Toward Transition‐Metal‐Templated Construction of Arylated B(4) Chains by Dihydroborane Dehydrocoupling

The reactivity of a diruthenium tetrahydride complex towards three selected dihydroboranes was investigated. The use of [DurBH(2)] (Dur=2,3,5,6‐Me(4)C(6)H) and [(Me(3)Si)(2)NBH(2)] led to the formation of bridging borylene complexes of the form [(Cp*RuH)(2)BR] (Cp*=C(5)Me(5); 1 a: R=Dur; 1 b: R=N(SiMe(3))(2)) through oxidative addition of the B−H bonds with concomitant hydrogen liberation.
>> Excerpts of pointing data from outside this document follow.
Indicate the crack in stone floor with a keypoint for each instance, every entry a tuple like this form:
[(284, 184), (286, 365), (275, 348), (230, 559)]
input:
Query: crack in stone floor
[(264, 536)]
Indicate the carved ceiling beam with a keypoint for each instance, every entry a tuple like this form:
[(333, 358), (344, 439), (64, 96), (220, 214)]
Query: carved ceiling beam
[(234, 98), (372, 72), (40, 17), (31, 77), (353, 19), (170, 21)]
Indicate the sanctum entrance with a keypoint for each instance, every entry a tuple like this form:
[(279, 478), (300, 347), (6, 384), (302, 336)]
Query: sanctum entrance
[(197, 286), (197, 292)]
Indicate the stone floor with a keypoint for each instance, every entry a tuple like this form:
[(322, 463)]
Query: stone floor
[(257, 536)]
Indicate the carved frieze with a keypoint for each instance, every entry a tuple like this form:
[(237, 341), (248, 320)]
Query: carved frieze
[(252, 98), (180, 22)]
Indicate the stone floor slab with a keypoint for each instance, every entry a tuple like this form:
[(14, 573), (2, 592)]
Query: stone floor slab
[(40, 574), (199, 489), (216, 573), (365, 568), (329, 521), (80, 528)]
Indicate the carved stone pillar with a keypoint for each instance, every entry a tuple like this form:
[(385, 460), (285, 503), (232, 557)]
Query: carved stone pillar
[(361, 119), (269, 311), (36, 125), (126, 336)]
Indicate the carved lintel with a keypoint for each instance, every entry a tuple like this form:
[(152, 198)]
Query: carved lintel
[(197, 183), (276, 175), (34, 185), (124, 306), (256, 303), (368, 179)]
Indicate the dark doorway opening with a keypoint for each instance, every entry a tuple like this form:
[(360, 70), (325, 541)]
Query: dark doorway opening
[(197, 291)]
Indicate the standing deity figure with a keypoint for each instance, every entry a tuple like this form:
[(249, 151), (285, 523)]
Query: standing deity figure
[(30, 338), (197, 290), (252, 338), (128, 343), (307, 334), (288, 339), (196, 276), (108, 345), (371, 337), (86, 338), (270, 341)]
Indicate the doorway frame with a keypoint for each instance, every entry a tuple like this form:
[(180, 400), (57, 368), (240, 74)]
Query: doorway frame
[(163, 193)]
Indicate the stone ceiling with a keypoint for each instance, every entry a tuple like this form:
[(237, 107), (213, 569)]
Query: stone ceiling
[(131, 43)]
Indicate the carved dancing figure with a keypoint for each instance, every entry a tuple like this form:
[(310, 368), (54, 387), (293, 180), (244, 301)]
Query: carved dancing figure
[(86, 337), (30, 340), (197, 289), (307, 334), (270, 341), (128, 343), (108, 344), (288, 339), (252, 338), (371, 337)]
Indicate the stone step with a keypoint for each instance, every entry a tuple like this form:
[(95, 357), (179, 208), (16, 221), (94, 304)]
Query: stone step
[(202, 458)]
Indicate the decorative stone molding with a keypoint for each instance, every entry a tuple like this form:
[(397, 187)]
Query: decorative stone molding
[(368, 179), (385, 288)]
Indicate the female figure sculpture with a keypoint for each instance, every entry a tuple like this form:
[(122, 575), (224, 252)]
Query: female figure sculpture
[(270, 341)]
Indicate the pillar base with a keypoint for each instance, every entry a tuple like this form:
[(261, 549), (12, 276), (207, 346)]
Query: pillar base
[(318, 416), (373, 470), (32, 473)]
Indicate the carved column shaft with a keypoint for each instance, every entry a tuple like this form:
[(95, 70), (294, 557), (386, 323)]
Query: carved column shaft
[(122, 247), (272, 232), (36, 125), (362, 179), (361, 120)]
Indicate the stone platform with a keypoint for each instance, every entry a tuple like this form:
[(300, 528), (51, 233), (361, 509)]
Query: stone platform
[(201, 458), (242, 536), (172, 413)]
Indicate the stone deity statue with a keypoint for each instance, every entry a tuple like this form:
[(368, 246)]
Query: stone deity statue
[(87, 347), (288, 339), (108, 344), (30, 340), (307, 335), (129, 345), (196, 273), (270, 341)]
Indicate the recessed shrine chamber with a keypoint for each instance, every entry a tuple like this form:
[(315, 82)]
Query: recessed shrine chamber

Employing the more electron‐deficient dihydroborane [3,5‐(CF(3))(2)‐C(6)H(3)BH(2)] led to the formation of an anionic complex bearing a tetraarylated chain of four boron atoms, namely Li(THF)(4)[(Cp*Ru)(2)B(4)H(5)(3,5‐(CF(3))(2)C(6)H(3))(4)] (4), through an unusual, incomplete threefold dehydrocoupling process. A comparative theoretical investigation of the bonding in a simplified model of 4 and the analogous complex nido‐[1,2(Cp*Ru)(2)(μ‐H)B(4)H(9)] (I) indicates that there appear to be no classical σ‐bonds between the boron atoms in complex I, whereas in the case of 4 the B(4) chain better resembles a network of three B−B σ bonds, the central bond being significantly weaker than the other two.